Я не решаюсь спросить, почему же они всё-таки не развелись. На душе начинают скрести кошки. Над лесом сверкает молния, и вдалеке разносится гром.
Снаружи стремительно темнеет, и это делает освещение в гараже более уютным. Зайдя внутрь, замечаю Хакса, стоящего за рядом машин, и решаю тихо подкрасться.
— Я тебя слышу, мышка.
— Бли-ин, — обнимаю, утыкаясь носом в спину, и глубоко вдыхаю любимый запах. — Привет.
— Привет. — Он продолжает заниматься своим делом, а я закрываю глаза, прижимаясь щекой между лопаток.
— Очень красивые цветы. Так приятно, спасибо. — Чувствую, что улыбается.
— Прокатимся завтра? — Выглядываю из-за плеча.
— Что ты с ним делаешь?
— Перебрал двигатель, пришлось съездить в город за парой деталей. Осталось дождаться нормальной погоды, и можем куда-нибудь выбраться. О чём вы с Маратель второй день воркуете?

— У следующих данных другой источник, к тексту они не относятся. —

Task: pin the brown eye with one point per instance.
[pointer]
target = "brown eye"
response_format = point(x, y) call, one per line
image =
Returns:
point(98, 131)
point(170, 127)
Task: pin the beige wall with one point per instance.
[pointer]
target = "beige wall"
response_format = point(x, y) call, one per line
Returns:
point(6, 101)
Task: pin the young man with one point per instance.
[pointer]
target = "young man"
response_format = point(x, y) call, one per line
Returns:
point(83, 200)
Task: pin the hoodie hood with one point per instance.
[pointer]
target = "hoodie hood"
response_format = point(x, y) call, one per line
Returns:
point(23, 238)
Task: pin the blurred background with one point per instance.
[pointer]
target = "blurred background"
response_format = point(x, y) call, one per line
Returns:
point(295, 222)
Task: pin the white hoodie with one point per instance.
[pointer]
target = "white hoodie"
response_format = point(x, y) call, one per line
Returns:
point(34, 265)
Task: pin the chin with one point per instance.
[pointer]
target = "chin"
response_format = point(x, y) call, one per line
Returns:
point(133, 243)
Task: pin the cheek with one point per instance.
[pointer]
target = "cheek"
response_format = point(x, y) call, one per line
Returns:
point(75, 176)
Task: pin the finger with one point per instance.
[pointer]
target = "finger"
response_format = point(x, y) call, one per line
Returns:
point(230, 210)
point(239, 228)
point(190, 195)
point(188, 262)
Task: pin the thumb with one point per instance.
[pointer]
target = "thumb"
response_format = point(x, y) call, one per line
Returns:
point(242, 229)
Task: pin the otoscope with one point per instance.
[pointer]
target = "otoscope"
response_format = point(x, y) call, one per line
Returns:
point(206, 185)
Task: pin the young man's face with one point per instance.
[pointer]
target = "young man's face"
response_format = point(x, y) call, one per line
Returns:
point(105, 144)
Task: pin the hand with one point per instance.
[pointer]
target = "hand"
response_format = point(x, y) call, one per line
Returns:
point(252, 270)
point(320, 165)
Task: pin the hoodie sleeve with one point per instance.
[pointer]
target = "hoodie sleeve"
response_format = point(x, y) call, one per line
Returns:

Снаружи снова гремит гром, и обрушивается ливень.
— Скажи…
— М?
— Что я твоя женщина. Скажи — я поверю…
Что-то странное поднимается из груди. Тяжёлые капли барабанят по крыше; Хакс оборачивается ко мне:
— Кажется, тебя опасно оставлять одну.
Он делает шаг, и я невольно отступаю.
— Ты начинаешь себя накручивать.
Не могу понять по взгляду, о чём он думает. Не понимаю, чего он хочет, осторожно касаясь моих рук.
— Мне стоит чаще напоминать…
— О чём?
Вкладывает мне в ладони края сарафана и медленно толкает вверх, побуждая продолжить. Упираюсь в капот машины.
В мокрой траве отражается вспышка.
— Что ты принадлежишь мне.
Не могу сопротивляться.
Жадно целует, и тут же переходит на шею, попутно расстёгивая пуговицы на моём декольте.
— Что ты делаешь… Нас могут увидеть. — Не удерживаю стон; влажно целует и втягивает губами кожу под краем челюсти. Останется след.